The answer is – possibly never.
This is the quandary one family here is facing after a Licensed Money Lender here refused to renegotiate the terms of the loan.
The result is that even if they continue paying $1,600 every month until the end of time, they would still owe the moneylender $9,600.
The loan comes with a monthly interest rate of 20 per cent, which works out to a 240 per cent yearly interest rate.
It is similar to the interest rates charged to Mr Goh Meng Leong, who appeared in the news last week when a judge quashed one moneylender’s bid to bankrupt him even after he had paid back twice the principal sum.
Such high interest rates charged by licensed moneylenders were the norm before new moneylending rules kicked in last year, capping interest rates at 4 per cent per month. (See report on facing page.)
The family’s troubles began when their father turned to licensed moneylenders to repay gambling debts. It started with two initial loans of about $10,000, made in 2010 and 2012.
When he couldn’t manage the payments, he borrowed more, owing a total of seven moneylenders through 18 loan contracts.

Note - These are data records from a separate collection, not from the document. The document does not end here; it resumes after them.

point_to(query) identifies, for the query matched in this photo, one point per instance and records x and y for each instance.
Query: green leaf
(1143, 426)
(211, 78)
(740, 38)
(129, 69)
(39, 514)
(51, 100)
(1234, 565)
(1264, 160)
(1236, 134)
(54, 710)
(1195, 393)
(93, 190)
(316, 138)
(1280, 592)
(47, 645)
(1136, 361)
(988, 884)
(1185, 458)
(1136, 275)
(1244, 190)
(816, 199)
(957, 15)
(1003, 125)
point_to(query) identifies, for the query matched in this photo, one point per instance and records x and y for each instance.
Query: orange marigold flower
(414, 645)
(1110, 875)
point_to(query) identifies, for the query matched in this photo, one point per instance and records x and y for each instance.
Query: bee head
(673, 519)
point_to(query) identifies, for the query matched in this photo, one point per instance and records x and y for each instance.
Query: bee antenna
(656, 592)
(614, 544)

His story was narrated to The New Paper on Sunday by one of his daughters, who wanted to be known only as Yan, 44.
Yan, who is single and living with her father, says: “He thought he could handle the first two loans… He was registered as business partner in a small restaurant so he was able to (get the) loan in the first place.
“As he did not stop gambling and had regular payments to make, it just went out of control. He has no income, so he could not even pay off (the loan even if he wanted to).”
Yan’s family had no idea that he had made those loans until they got repayment letters and phone calls from moneylenders.
When they found out, they confiscated their father’s passport and cut him off his gambling habit.
They managed to clear off several debts for him using their own savings, borrowing from friends and transferring the debts to their own names.
But it was one of the 18 loans – an $8,000 loan contract made in 2012 – that has the family scratching their heads.
They have paid around $76,800 to repay the interest from this loan so far, nearly ten times the original amount loaned.
Yet, the debt is still not repaid.
The moneylender still wanted them to pay back another $9,600 in full – the principal sum of $8,000 and remaining interest of $1,600 – before they can close the books on the contract.
The moneylender was also unwilling to accept instalments for this last $9,600, or restructure the loan contract to fit the new lending rules.
Moneylenders are not obliged to do so, but some do it out of goodwill. (See report, right.)
Yan, a regional sales director at an international company, does not want to reveal the family’s name to avoid trouble with this moneylender.
“Despite having made so much money from us, they still refused to allow us to switch the contract (to a more favourable one). We feel that this is unethical,” says Yan, who earns a five-figure monthly salary.
The seemingly never-ending debts have caused problems for the siblings.
Yan says: “It is tougher for my sister, who has two young children. Her husband does not really know about the financial burden that our father has placed on us… She has kept it away from him. She has emptied her own savings and taken out a loan with a bank.
“She has also cut down on one education plan for each of her children, and there have been no holidays for the past three years, unless it is to nearby destinations.”
As for her father, he declined to speak to TNPS but communicated through Yan that he regrets what he did.
This problem has also left him estranged from his son and his son’s two children, aged four and five.